Le burn-out arrive dans le cas d’un épuisement installé depuis longtemps et en permanence, dans un contexte de fatigue chronique, quand la personne n’arrive plus à récupérer. C’est un mélange de professionnel et de personnel. Quand la personne expérimente des troubles du sommeil, qu’elle n’arrive plus à récupérer le week-end ou pendant ses vacances, que les temps de récupération habituels ne fonctionnent plus… À cela peuvent se rajouter des surdépenses d’énergie, du surtravail, du stress et du harcèlement.
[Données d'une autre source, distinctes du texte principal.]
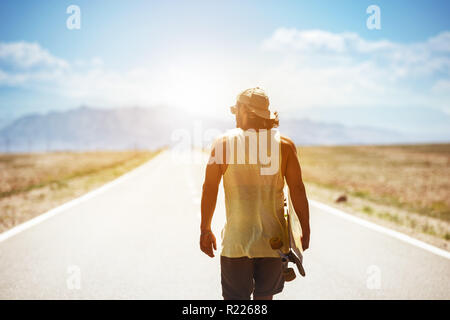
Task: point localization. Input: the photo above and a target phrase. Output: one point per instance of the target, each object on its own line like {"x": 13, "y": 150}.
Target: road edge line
{"x": 71, "y": 203}
{"x": 376, "y": 227}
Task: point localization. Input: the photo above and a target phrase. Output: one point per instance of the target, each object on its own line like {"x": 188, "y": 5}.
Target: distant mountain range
{"x": 87, "y": 128}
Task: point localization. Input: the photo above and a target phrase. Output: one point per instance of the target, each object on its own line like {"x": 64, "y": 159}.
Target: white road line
{"x": 72, "y": 203}
{"x": 395, "y": 234}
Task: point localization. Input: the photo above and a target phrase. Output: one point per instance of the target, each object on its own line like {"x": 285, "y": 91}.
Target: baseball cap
{"x": 257, "y": 101}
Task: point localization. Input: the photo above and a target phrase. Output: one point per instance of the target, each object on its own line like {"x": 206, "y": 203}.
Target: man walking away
{"x": 254, "y": 199}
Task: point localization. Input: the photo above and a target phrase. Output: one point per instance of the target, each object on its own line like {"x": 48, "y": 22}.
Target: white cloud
{"x": 299, "y": 68}
{"x": 25, "y": 55}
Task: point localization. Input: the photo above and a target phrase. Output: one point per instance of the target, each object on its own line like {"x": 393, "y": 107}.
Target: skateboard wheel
{"x": 289, "y": 274}
{"x": 276, "y": 243}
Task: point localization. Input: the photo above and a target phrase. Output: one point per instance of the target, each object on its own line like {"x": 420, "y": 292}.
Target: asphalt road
{"x": 139, "y": 240}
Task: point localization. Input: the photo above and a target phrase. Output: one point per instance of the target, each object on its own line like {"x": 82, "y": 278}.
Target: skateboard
{"x": 295, "y": 250}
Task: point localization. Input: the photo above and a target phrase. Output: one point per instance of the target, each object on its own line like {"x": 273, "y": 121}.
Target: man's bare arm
{"x": 213, "y": 176}
{"x": 297, "y": 192}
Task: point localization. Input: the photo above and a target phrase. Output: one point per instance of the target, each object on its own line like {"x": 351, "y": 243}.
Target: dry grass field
{"x": 405, "y": 185}
{"x": 31, "y": 184}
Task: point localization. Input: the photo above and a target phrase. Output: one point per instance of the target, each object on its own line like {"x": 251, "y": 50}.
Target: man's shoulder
{"x": 287, "y": 143}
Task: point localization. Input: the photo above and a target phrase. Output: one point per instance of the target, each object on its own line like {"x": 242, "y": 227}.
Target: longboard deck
{"x": 294, "y": 228}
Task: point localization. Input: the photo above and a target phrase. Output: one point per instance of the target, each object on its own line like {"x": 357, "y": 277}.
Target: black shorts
{"x": 243, "y": 276}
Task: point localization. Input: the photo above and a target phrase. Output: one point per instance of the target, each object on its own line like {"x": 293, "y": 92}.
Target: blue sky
{"x": 316, "y": 59}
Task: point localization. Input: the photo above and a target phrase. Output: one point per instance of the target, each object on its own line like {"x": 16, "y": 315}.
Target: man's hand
{"x": 305, "y": 241}
{"x": 208, "y": 242}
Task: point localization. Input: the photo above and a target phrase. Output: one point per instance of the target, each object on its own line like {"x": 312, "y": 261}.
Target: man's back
{"x": 253, "y": 196}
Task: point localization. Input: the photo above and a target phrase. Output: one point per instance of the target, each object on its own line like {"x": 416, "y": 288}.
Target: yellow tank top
{"x": 254, "y": 199}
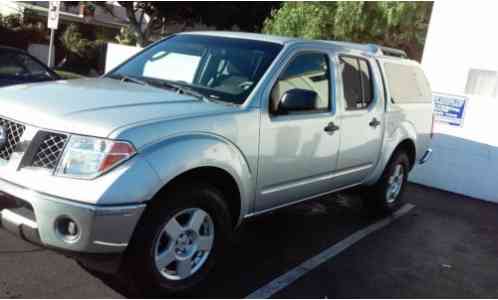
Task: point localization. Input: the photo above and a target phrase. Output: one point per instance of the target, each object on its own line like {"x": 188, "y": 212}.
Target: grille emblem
{"x": 3, "y": 136}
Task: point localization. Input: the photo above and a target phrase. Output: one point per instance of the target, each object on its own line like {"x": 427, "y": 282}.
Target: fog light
{"x": 67, "y": 229}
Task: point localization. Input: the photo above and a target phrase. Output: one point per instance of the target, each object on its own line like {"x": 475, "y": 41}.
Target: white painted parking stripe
{"x": 288, "y": 278}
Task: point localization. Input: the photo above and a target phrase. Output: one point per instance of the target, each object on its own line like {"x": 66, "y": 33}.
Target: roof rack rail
{"x": 393, "y": 52}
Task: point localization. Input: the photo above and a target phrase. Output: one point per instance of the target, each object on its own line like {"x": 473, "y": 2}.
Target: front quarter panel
{"x": 179, "y": 154}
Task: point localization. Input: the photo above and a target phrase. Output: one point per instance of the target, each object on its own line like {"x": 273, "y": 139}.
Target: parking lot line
{"x": 288, "y": 278}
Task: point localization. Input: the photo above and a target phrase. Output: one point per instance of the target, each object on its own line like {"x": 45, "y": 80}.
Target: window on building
{"x": 482, "y": 83}
{"x": 357, "y": 82}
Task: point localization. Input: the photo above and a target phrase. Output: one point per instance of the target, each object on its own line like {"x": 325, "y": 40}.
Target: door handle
{"x": 331, "y": 127}
{"x": 374, "y": 123}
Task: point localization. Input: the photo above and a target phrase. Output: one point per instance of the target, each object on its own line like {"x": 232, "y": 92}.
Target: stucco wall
{"x": 465, "y": 159}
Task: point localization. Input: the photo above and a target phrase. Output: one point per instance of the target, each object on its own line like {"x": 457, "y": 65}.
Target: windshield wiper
{"x": 179, "y": 88}
{"x": 124, "y": 78}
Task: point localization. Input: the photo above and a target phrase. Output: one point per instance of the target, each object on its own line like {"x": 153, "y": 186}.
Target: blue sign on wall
{"x": 449, "y": 108}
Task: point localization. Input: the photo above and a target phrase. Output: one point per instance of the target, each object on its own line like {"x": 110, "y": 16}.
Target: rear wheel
{"x": 388, "y": 191}
{"x": 178, "y": 240}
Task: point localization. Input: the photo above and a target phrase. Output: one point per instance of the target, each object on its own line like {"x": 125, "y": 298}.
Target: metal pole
{"x": 51, "y": 49}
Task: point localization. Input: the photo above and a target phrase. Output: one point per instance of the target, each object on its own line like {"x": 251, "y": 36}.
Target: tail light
{"x": 432, "y": 125}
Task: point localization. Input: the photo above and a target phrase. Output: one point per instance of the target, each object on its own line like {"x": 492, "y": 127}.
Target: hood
{"x": 97, "y": 107}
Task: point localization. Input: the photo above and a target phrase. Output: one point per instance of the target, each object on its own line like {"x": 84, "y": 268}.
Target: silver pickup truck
{"x": 149, "y": 169}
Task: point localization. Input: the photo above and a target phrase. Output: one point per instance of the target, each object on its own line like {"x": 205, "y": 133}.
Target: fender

Parfois, on voit des gens qui ont un rythme de « croisière », mais qui, à l’occasion d’un problème de santé, d’un changement de chef, d’une mission supplémentaire, ou d’un stress lié à l’entreprise, perdent pied.

Au moment où les textes fondateurs qui parlent du burn-out, ont été rédigés il y a vingt ou trente ans, la plupart des gens avaient une vie moins fatigante qu’actuellement, de façon structurelle. Avant, le travail pouvait avoir tout envahi, il restait quand même en dehors, il pouvait être plus équilibré. Or de nos jours, les facteurs sociétaux sont nombreux à renforcer la fatigue constante : la perte de sommeil (nous dormons en moyenne une heure de moins qu’il y a encore quelques années), les addictions numériques, les trajets beaucoup plus longs et stressants pour se rendre au travail, et davantage de gens qui vivent seuls au moins la semaine avant de retrouver leur moitié le week-end, tout cela fait qu’il n’y a plus de garde-fous face au risque de ne jamais décrocher ou la nécessité d’aller se coucher.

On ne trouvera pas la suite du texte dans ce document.